The Egyptians referred to epilepsy as the ‘falling sickness’ and the earliest recorded writings about epilepsy are dated from 2000 B.C. The code of Hammurabi (Babylonian Law Code) stated that anyone who has a slave can be returned, within one month of purchase, if they have a seizure. This was also the practice of slave owners in the 18/19th centuries in the US.

The ancient Greek leader,Hippocrates, stated in the text, that epilepsy was a physical possession and was considered demonic. The Greek gods of epilepsy Pan, were associated with fertility rites, known for suddenness of appearances, swiftness of attack,fear. Hecate, was associated with the underworld and a dog headed appearance, he was also associated with the fear and anxiety of epilepsy. Seizures are thus associated with an apprehension of evil and connected to the supernatural.

This view lasted into the middle ages when the church preached the view that persons with epilepsy were possessed. The order of Jesus refused since 1540, entry for anyone with epilepsy into the Jesuit religious order. The Salem witch trials of 1692, the chief accuser, 9 year old Elizabeth Parris, had seizures. The infamous  Bedlam,psychiatric hospital in the 19th century.located in London over a third of the inmates had epilepsy. Hence the coining of the term, Bedlam, for an uproar or confusion. The choices then were Bedlam or castration.

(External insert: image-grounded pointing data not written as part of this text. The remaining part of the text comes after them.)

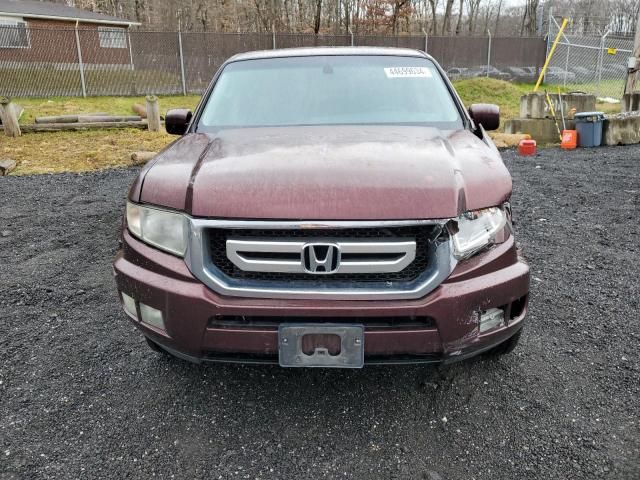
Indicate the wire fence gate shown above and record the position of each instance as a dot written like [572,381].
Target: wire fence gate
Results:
[107,61]
[595,64]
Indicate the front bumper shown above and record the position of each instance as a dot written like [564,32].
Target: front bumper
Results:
[194,315]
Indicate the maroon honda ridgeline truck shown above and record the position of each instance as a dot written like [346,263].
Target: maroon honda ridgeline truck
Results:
[325,207]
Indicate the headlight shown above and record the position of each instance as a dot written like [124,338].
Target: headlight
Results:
[477,229]
[160,228]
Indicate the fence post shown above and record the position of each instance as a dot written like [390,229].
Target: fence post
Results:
[489,52]
[601,61]
[84,87]
[153,113]
[133,68]
[273,35]
[184,83]
[566,65]
[9,118]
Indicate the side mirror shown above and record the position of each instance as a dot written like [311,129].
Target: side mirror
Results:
[485,114]
[177,121]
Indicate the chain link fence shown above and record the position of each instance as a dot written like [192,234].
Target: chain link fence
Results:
[108,61]
[595,64]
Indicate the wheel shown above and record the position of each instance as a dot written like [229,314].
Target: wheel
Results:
[505,347]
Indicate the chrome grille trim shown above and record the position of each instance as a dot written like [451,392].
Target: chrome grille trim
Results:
[199,262]
[237,250]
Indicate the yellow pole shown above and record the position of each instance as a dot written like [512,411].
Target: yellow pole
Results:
[553,49]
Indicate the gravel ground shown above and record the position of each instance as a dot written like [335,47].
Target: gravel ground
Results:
[81,395]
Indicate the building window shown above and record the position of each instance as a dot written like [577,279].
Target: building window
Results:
[112,37]
[14,33]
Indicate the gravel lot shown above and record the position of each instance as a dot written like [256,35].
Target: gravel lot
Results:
[81,395]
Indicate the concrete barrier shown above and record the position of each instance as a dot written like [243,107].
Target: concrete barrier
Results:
[534,105]
[542,130]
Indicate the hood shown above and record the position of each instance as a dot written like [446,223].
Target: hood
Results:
[327,173]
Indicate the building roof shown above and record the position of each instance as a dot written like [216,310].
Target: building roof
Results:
[56,11]
[320,51]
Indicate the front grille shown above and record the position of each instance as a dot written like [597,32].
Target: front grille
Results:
[272,323]
[422,234]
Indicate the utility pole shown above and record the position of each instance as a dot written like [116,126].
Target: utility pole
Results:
[634,62]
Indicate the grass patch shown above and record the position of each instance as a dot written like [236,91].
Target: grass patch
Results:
[41,107]
[56,152]
[52,80]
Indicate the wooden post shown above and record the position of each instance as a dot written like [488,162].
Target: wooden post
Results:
[9,118]
[634,65]
[153,113]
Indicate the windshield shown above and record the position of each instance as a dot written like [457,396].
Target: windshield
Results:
[330,90]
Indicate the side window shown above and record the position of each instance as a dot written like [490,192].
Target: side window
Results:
[112,37]
[14,33]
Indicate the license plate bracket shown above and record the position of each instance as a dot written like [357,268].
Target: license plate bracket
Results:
[292,354]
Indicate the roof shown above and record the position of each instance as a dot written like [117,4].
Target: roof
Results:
[56,11]
[318,51]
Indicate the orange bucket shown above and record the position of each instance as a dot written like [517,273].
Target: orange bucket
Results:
[527,147]
[569,139]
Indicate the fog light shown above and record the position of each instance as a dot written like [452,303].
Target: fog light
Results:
[490,319]
[151,316]
[129,305]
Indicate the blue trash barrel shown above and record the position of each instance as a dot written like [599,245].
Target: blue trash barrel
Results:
[589,128]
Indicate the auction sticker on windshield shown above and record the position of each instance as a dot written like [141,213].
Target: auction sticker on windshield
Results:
[407,72]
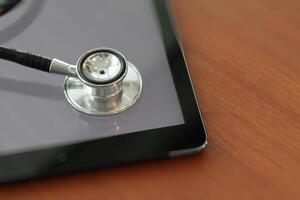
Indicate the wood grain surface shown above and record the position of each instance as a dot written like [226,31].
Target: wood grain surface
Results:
[244,58]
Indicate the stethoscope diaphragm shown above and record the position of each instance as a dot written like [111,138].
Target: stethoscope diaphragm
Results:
[102,82]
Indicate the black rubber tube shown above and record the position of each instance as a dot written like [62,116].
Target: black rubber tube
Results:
[24,58]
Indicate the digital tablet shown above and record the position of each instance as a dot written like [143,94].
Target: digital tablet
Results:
[43,135]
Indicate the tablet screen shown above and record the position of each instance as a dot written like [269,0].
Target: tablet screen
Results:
[34,113]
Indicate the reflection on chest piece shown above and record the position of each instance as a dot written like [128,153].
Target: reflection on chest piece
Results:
[105,83]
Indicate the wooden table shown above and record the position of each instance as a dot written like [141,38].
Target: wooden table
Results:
[244,58]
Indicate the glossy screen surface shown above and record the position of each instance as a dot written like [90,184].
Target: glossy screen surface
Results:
[34,113]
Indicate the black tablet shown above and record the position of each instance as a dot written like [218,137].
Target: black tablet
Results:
[43,135]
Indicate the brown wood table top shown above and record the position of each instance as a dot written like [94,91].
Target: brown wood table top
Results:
[244,58]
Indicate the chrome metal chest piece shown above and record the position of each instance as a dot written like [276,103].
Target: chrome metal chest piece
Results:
[102,82]
[105,83]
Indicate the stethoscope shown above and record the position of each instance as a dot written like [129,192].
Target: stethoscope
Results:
[102,82]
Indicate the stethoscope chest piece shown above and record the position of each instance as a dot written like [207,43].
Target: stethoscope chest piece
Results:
[106,83]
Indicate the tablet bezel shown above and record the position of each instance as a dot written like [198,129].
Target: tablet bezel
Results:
[144,145]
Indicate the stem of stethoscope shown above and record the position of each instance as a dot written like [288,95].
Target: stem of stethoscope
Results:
[102,82]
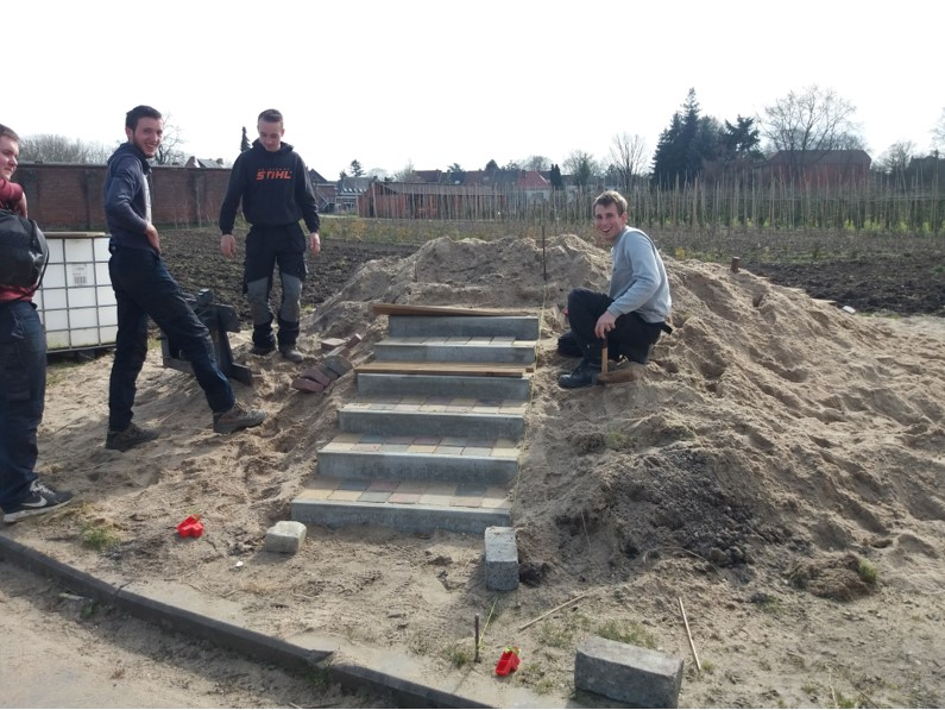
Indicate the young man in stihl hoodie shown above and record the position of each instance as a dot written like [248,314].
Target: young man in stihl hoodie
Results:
[273,184]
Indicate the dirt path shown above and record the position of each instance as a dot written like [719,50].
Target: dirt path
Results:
[60,650]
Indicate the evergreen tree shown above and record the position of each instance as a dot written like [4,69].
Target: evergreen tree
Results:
[683,149]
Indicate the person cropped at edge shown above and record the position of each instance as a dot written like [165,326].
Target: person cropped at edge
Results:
[634,311]
[22,373]
[273,183]
[143,287]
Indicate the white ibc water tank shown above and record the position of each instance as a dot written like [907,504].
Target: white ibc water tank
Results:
[76,302]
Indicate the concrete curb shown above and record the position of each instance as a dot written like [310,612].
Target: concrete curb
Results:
[406,693]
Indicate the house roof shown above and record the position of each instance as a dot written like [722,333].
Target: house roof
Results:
[353,186]
[532,180]
[821,157]
[316,177]
[428,175]
[195,162]
[423,188]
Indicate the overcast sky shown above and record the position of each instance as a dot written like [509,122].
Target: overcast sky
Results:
[436,82]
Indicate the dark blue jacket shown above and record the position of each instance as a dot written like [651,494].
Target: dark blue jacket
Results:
[128,198]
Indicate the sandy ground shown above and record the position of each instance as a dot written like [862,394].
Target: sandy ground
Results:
[778,466]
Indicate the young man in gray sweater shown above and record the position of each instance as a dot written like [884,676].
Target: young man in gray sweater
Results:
[632,314]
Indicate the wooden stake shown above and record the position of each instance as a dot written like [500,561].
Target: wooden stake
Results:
[579,597]
[682,610]
[477,639]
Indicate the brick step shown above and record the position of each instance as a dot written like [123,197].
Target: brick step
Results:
[456,459]
[409,506]
[441,379]
[434,416]
[516,326]
[459,349]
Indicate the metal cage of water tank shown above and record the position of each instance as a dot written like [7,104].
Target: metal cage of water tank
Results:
[76,302]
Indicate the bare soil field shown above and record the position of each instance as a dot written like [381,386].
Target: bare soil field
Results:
[778,467]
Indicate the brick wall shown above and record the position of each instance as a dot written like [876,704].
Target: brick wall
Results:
[69,197]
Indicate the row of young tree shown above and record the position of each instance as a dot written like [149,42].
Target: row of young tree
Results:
[699,147]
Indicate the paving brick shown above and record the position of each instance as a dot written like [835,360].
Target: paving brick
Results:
[285,537]
[501,559]
[629,674]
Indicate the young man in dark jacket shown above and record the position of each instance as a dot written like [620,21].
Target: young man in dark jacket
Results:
[273,184]
[143,287]
[22,373]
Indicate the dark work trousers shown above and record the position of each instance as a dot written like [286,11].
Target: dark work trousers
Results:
[143,287]
[267,247]
[22,395]
[632,336]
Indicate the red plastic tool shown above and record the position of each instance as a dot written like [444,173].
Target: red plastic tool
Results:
[509,661]
[191,527]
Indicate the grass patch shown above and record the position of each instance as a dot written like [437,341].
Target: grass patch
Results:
[459,653]
[630,633]
[99,537]
[867,571]
[319,677]
[555,635]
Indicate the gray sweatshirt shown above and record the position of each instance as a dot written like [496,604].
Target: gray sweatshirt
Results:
[638,280]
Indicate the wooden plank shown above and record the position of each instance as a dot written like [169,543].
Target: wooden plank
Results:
[400,309]
[457,369]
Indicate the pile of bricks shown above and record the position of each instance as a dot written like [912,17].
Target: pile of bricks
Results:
[320,377]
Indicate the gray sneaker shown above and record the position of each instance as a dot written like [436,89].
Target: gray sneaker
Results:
[290,353]
[236,418]
[129,438]
[40,500]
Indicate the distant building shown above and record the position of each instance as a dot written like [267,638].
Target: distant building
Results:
[819,168]
[195,162]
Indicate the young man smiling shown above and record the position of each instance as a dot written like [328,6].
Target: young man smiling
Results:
[273,184]
[632,314]
[143,287]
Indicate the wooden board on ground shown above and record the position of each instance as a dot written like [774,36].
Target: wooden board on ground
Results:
[456,369]
[399,309]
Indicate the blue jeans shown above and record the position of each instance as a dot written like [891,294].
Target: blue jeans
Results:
[22,396]
[143,287]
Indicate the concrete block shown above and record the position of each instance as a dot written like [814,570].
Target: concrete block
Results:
[286,537]
[336,364]
[501,559]
[331,343]
[629,674]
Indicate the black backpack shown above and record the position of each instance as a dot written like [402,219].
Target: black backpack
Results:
[23,251]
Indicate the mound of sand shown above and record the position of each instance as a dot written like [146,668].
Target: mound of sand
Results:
[766,418]
[770,438]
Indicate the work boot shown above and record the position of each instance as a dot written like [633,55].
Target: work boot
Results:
[130,437]
[584,375]
[290,353]
[236,418]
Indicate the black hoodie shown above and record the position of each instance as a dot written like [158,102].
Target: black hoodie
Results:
[275,189]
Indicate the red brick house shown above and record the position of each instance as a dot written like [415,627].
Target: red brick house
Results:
[401,200]
[819,168]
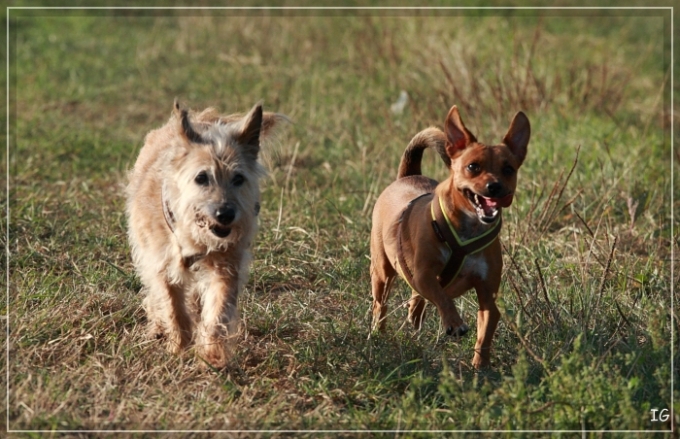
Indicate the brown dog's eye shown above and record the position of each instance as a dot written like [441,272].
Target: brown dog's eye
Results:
[202,179]
[474,168]
[238,180]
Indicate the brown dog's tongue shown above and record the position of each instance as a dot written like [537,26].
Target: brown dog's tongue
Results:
[499,202]
[506,201]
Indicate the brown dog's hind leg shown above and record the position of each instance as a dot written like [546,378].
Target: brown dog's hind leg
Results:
[382,278]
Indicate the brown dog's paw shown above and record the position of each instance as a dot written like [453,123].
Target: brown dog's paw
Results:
[458,332]
[479,362]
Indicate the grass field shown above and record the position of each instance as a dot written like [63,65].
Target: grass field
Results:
[586,332]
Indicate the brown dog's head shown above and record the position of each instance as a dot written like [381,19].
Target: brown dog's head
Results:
[485,177]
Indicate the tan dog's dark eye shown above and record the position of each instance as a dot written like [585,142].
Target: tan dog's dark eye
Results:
[474,168]
[238,180]
[508,170]
[202,179]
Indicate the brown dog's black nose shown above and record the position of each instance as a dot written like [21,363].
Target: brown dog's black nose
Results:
[494,188]
[225,214]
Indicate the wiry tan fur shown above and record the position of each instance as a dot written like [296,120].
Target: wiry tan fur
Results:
[191,274]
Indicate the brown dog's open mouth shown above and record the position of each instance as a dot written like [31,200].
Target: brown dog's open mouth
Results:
[220,232]
[487,208]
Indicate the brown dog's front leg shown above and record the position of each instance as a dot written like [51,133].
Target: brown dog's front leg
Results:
[452,322]
[487,320]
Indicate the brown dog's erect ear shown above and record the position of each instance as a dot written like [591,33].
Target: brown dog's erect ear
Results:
[185,126]
[457,136]
[517,137]
[250,133]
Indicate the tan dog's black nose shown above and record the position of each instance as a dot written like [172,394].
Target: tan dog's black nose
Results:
[225,214]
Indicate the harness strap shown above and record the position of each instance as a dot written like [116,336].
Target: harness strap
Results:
[459,250]
[446,234]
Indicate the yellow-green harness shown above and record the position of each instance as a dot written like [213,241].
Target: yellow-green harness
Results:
[446,234]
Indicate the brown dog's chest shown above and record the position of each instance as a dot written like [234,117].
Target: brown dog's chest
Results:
[461,258]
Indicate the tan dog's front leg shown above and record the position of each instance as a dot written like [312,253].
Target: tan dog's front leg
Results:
[219,317]
[487,320]
[165,306]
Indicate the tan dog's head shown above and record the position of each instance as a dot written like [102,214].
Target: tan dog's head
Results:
[211,183]
[485,177]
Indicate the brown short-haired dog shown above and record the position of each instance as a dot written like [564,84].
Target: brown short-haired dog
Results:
[192,203]
[443,237]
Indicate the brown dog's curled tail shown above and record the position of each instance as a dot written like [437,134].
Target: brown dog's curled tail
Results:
[428,138]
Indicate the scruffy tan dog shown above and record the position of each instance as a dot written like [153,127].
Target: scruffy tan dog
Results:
[442,238]
[192,203]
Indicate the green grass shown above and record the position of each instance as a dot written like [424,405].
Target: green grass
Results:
[585,337]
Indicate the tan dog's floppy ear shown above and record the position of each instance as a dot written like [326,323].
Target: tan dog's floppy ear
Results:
[250,133]
[186,129]
[517,137]
[457,136]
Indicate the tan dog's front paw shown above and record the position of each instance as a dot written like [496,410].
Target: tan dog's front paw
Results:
[215,353]
[178,340]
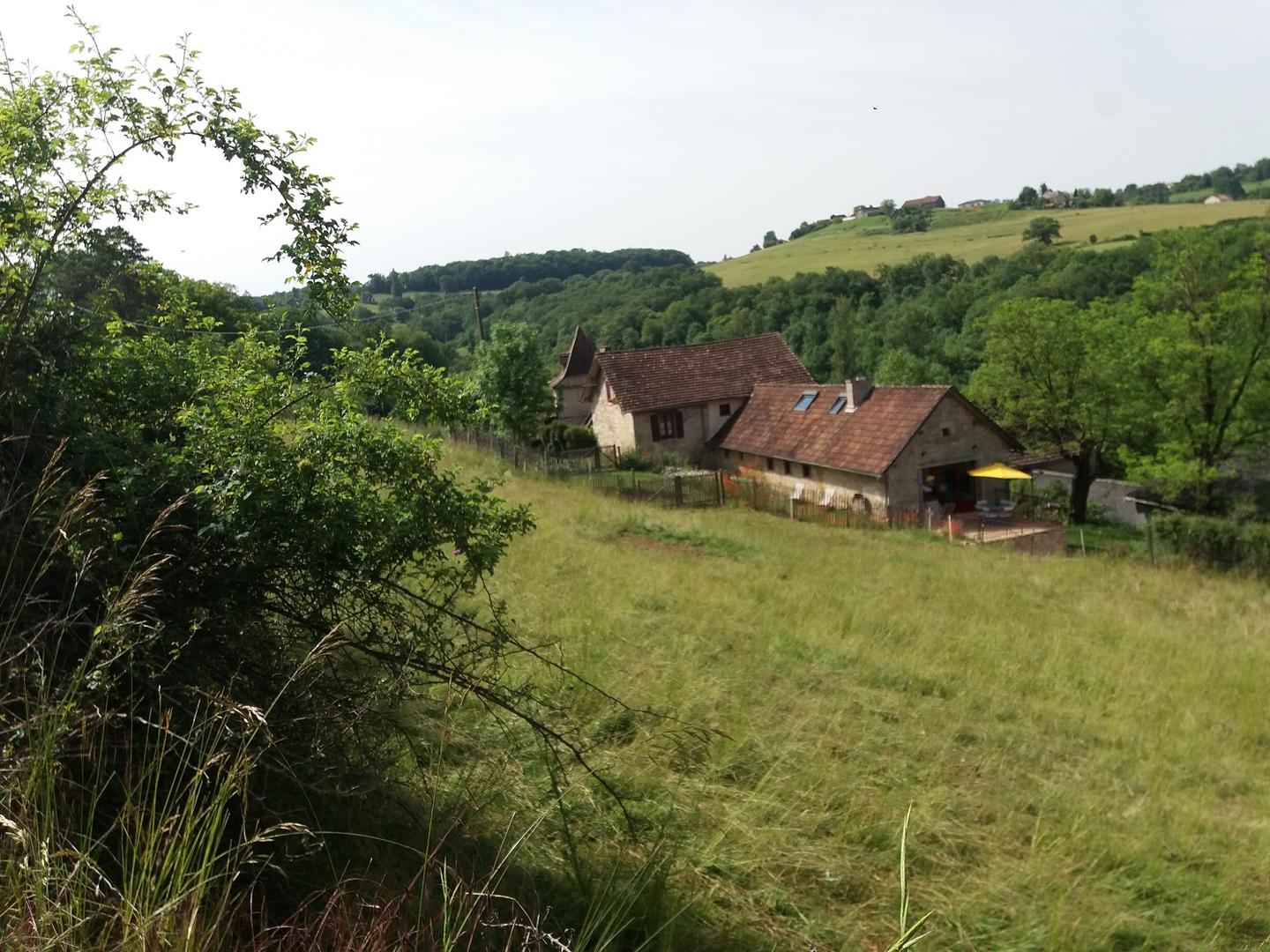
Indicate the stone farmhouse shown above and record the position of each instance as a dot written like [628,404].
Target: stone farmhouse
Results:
[865,447]
[748,406]
[925,202]
[672,398]
[571,383]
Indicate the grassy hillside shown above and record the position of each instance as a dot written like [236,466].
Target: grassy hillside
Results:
[1082,740]
[969,235]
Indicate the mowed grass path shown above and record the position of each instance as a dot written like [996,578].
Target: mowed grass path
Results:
[1085,741]
[969,235]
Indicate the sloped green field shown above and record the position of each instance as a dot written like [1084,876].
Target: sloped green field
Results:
[1084,741]
[969,235]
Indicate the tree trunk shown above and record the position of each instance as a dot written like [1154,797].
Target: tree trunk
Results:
[1086,469]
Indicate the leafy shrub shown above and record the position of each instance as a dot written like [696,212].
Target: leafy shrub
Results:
[563,437]
[652,461]
[1217,542]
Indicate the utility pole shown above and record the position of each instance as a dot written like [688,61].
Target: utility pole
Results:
[481,325]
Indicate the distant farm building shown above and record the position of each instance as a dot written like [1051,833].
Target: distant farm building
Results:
[571,383]
[868,449]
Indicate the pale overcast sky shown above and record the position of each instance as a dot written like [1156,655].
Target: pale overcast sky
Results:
[467,130]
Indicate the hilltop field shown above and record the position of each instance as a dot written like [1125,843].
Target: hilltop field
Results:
[1082,740]
[969,235]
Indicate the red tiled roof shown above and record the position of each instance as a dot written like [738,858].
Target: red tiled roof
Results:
[866,441]
[578,358]
[680,376]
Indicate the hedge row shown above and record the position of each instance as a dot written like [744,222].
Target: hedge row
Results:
[1220,544]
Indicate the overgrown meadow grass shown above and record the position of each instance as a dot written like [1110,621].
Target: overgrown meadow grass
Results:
[969,235]
[1084,741]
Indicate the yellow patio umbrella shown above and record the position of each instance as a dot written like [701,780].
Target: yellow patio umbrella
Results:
[1000,471]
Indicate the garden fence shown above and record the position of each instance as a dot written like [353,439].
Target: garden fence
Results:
[559,462]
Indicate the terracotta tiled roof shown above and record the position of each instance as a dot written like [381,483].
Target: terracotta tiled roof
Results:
[680,376]
[866,441]
[578,358]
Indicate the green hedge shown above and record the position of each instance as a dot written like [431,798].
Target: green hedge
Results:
[1220,544]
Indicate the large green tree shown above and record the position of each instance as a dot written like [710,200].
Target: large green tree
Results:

The same can be said for other cultures. Traditional healers in Zimbabwe,Africa  believed epilepsy was caused by an angry or disturbed ancestor, as did the Youba tribe in Nigeria. The Navajo tribe in Arizona, believed that seizures were caused by incest , witchcraft or hand trembling.

In fact it wasn’t until the late 1800’s did medical doctors begin to recognize that epilepsy was a neurological condition. One of the first anti epileptic drugs were Paraldehyde (1882) and Phenobarbital (1912). Still society even now in recent times are mystified about the epilepsy condition. It wasn’t until 1965, that  people with the epilepsy condition were denied access of entry to the US. Many states discouraged marriage and having children, when at least one partner had epilepsy, as it could be inherited, this was  finally repealed in the 1980’s. They also  enacted involuntary sterilization laws.

We have come along way in the last 100years…but there is still along way to go.